After the Sox recent walkoff victory over the Braves, Terry Francona and Brad Mills--his bench coach and best friend--were particularly excited by the gutsy way the team had played, winning several consecutive series over some of baseball's best teams. Call of the Green Monster has learned that before they ran out onto the field to congratulate the players, Francona and Mills eschewed their normal handshake, and instead leapt into the air for a celebratory chest bump. It proved to be an ill-advised decision.
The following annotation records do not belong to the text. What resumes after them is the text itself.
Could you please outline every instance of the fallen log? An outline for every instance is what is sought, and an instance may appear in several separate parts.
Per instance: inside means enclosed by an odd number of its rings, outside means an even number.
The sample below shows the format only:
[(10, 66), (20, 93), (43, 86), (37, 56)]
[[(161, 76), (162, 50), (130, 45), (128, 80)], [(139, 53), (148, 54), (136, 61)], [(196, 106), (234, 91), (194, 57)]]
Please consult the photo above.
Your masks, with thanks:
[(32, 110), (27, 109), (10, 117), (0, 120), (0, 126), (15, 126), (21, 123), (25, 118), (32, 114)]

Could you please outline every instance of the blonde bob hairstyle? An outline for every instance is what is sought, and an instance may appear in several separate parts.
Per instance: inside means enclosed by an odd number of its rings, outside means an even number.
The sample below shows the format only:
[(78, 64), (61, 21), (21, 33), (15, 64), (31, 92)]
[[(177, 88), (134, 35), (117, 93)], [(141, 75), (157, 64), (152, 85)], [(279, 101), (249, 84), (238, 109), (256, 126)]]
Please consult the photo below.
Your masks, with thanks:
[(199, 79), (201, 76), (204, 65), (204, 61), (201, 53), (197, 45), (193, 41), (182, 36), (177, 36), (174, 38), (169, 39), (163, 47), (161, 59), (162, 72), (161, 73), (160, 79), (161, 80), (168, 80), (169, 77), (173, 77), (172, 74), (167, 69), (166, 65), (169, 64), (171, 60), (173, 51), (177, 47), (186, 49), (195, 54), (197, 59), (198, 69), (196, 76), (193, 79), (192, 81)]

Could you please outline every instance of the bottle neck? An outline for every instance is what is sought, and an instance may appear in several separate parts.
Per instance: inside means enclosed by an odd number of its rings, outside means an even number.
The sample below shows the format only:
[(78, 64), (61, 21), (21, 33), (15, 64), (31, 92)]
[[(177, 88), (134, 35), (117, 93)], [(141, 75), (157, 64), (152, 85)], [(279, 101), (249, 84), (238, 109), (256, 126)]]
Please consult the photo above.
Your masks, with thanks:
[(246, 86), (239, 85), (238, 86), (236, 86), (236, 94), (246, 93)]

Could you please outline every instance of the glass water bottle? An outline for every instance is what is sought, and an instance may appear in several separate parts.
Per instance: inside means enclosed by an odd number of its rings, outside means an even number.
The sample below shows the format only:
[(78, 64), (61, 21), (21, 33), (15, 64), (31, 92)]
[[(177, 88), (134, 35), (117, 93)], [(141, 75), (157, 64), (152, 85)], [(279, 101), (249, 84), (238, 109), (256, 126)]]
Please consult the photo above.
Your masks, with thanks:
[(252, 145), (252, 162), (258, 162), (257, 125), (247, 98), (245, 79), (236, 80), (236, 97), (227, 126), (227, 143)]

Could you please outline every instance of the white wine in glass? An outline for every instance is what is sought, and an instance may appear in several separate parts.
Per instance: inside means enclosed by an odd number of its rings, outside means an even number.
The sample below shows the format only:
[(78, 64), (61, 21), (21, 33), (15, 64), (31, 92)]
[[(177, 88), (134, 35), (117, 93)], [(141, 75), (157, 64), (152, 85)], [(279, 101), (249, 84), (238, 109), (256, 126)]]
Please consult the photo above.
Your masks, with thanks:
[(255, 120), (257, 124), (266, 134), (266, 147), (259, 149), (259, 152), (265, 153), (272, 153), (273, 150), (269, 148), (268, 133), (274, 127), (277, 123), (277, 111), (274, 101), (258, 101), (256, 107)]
"Millsy's kind of a little bit stronger than me," Francona said, "and he bumped my chest pretty hard. My heart is hanging by shreads as it is, but it literally stopped beating for a couple of minutes before I hiccupped and it kicked back into gear." The situation got worse as Francona stumbled down the dugout steps, spitting out a massive wad of tobacco onto Mills's face. This caused Mills to fall back to the floor and Francona plopped down on top of him, accidentally driving his knee into Mill's groin. Mills was later informed he would never be able to have children again. "It was awful," Mills said, in an unusually high-pitched voice.
After an MRI revealed no structural damage, Francona had a temporary pacemaker put in, and is in a cast that extends from his navel to his shoulders. "Millsy and I held a meeting this morning to discuss our celebratory practices," Francona said, at time grunting slightly from the pain. "We're going to stick to handshakes from now on."